He told me he should call the police, but he chose crueler punishment. He said, “Where’s your mother?”
That would be the woman who would soon be standing at checkout when the cashier asked, “Ma’am, do you know this bag is torn?” My mother wouldn’t look at me. She stared icily ahead with a face of shame, anger and disappointment.
Worse. I knew later the front door of my home would open, those heavy steps would creak on the floorboard, and there would be my dad, prepared to demonstrate his displeasure at discovering his son was a crook. It was a miserable day in my life.
I never shoplifted again and was traumatized into a much more honest way of living.
But at the time, I missed the most important lesson. The great sin was not the theft of the candy corn. It was the erroneous belief no one was watching.
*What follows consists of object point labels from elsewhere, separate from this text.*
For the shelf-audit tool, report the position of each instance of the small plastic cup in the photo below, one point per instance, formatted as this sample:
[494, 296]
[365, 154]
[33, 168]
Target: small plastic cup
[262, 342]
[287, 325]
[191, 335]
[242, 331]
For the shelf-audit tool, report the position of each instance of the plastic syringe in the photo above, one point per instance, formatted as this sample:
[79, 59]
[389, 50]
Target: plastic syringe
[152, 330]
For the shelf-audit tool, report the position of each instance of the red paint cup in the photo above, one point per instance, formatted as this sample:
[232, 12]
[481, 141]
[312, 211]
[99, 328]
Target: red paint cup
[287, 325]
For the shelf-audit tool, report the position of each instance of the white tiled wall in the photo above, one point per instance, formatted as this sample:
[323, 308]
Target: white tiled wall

At the time I had no clear understanding of God. I was pretty sure he existed but thought He mostly hung out at that church we would visit on Easter and Christmas.
I would have never stolen the candy with my mother standing there watching. And certainly not if my father was anywhere in the vicinity. Not a chance.
In the same way, if I had a firm belief that God was in my presence at the time, standing right beside me in that grocery aisle, the indiscretion would have never occurred.
And now, many years later as a Believer, I understand theologically how God is ever-present and actively engaged and deeply interested in each and every detail of my life.
So why do I still sin? Why do I still fall short of the Glory of God?
The answer is simple: I lack faith.
The ultimate statement of disbelief is ever thinking we can get away with something. Nobody will know.
Just like Adam and Eve, we actually believe we can hide from God.
As Christians, we are often operating our lives with crumbs and chocolate smudges on our cheeks saying, “What cookies?”
We suffer from high divorce rates, are often addicted to alcohol, drugs and pornography, crowd the jails and prisons, steal from our employer, gossip, cheat on our taxes, lie, cuss and live as hypocrites. We blend into the culture preferring to fit in rather than speaking out. And even if we do, our message is compromised by our own actions.
Much of this is exacerbated by the modern church’s aversion to teach on the subject of sin.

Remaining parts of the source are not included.